In the Old Testament story concerning the Tabernacle in the Wilderness, one of the pieces built for the tabernacle was a hammered laver. This reportedly was a large basin where those serving in the tabernacle went to cleanse themselves before entering into their service. Above the basin was a highly polished -- hammered -- type of a mirror. I've read that this mirror was meant to show the priests their own reflection so that they would remember who they were as they entered into the Holy Place.
Self-reflection is a good thing. In fact, I think sometimes we need to reflect on our lives and take account of what we've done and where we've been. It's not always painless, but maybe it is -- at least -- therapeutic.
Some may find they've made all the right decisions throughout their lives; that all of the roads they have taken have turned out to be the right ones; that they've left no one hurt, bent or bleeding in their wake.
Others may find that they've done alright; that some of the decisions they've made have been OK and if not, they've learned a lesson or two along the way; that those they have slighted may have been bruised a bit yet not hurt beyond healing and forgiveness.
Still others look at where they've been and what they've done and find that their decisions have been questionable at least and flat out wrong in most instances; that the majority of the roads they've taken have been the wrong roads -- roads that have led to personal disaster and pain; that the paths of their lives are littered with others who have been the victims of broken promises and wasted dreams and a lifetime of miscalculations.
I'd like to think that the first and third options listed above are extreme and that not many of us fit in those categories. I'd think most of us -- except for the perfectionists among us - would feel fairly comfortable if we found we've lived somewhere near or within the second option.
But I know there are those who, on the one hand, feel that their lives have been blessed -- even enchanted -- and that all has gone according to their own plan to achieve their goals.

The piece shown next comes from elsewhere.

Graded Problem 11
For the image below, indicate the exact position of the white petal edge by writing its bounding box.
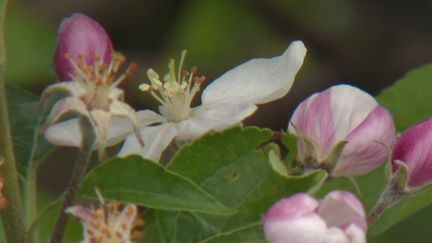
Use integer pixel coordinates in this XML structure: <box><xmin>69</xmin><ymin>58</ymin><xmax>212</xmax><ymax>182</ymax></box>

And I am sure there are those whose lives, as in the third option, have turned out to be a great big mess. Try as they might, they have not been able to gain control of bad habits; have not been able to reign in their emotions or their fears or their demons, and they go on hurting themselves and others while trying desperately to tame the beast their lives have become.
I hope that most of us fit that middle option: that we've done alright; that we've learned from bad choices and turned from bad directions; and that we've repented when we've found ourselves being hurtful to others and that we've received forgiveness and acceptance from those we've slighted.
Have you taken an assessment of your life lately; looked into your own hammered laver?
It may not be painless, but it could at least be therapeutic.